Também eu vejo pessoas mortas
Até recentemente a presença do sobrenatural na minha vida tinha sido bastante limitada. Que me lembre, tinha-se resumido a dois episódios marcantes. O primeiro aconteceu algures na minha adolescência quando num disco dos Red Hot Chili Peppers, as vozes foram repentinamente substituídas por uma algaraviada repetitiva, reaparecendo passados uns meses e mantendo-se imperturbáveis até hoje. Assumo, com alguma relutância apesar de tudo, que possa ter sido vítima que um delírio juvenil, até porque, por essa altura, também defendi vigorosamente (entre outras intervenções celestiais) a ideia de que tinha ido a Hamburgo, quando apenas tinha sonhado com a viagem.

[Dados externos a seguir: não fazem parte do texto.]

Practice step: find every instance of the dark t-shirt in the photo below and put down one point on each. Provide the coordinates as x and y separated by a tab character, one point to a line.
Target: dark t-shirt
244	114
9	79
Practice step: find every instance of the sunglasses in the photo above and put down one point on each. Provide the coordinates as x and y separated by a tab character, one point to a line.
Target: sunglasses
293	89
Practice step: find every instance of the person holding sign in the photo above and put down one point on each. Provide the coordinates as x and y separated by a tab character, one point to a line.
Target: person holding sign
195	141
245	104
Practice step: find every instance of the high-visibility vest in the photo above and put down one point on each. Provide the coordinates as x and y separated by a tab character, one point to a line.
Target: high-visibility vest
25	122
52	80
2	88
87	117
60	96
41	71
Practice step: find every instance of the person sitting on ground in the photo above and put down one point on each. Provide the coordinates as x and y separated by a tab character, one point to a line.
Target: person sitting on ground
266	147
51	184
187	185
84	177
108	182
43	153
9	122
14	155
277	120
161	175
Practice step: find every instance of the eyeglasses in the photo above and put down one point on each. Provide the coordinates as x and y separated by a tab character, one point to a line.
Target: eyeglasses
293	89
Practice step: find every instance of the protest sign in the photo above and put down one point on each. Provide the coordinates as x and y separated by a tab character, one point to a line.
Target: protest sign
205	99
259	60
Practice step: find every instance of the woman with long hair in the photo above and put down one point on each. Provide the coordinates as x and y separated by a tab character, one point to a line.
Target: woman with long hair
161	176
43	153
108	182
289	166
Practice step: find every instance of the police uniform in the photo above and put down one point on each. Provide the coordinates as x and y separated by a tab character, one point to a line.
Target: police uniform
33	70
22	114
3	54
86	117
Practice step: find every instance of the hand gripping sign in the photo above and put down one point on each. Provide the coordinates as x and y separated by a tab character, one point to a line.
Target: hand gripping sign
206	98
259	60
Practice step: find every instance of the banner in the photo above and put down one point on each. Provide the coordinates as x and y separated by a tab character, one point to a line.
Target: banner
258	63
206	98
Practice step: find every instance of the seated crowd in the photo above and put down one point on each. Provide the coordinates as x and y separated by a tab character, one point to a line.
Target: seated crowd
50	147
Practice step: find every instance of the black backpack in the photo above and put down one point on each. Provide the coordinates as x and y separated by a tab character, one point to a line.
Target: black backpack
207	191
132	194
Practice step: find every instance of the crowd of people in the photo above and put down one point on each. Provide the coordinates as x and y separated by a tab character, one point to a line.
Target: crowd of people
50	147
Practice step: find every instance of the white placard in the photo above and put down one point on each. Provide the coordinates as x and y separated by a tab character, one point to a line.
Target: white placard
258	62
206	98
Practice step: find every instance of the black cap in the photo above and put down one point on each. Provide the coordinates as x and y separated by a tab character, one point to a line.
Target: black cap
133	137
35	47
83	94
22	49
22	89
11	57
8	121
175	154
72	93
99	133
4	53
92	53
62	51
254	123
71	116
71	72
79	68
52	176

O segundo episódio foi a descoberta na minha gaveta de um Swatch que, por ser um dos meus preferidos, foi solenemente lançado às águas do Guadalquivir, depois de ser ter avariado de forma concludente enquanto atravessávamos de barco o Parque Nacional de Donaña, a caminho da Expo 92. A cerimónia foi testemunhada e profundamente sentida por um amigo meu, coleccionador empenhado de relógios da marca, que me acompanhou igualmente na fase de negação que se seguiu ao regresso daquele espécimen particular, que julgávamos irremediavelmente desaparecido no lodo.
No entanto, nos últimos tempos, o sobrenatural ressurgiu: vejo a minha avó nos maneirismos das suas contemporâneas que continuam por cá, a passear na Baixa, como sempre fizeram. Mais maduro (diz que), substituí a incredulidade por uma psicanálise de trazer por casa, o milagre pela saudade.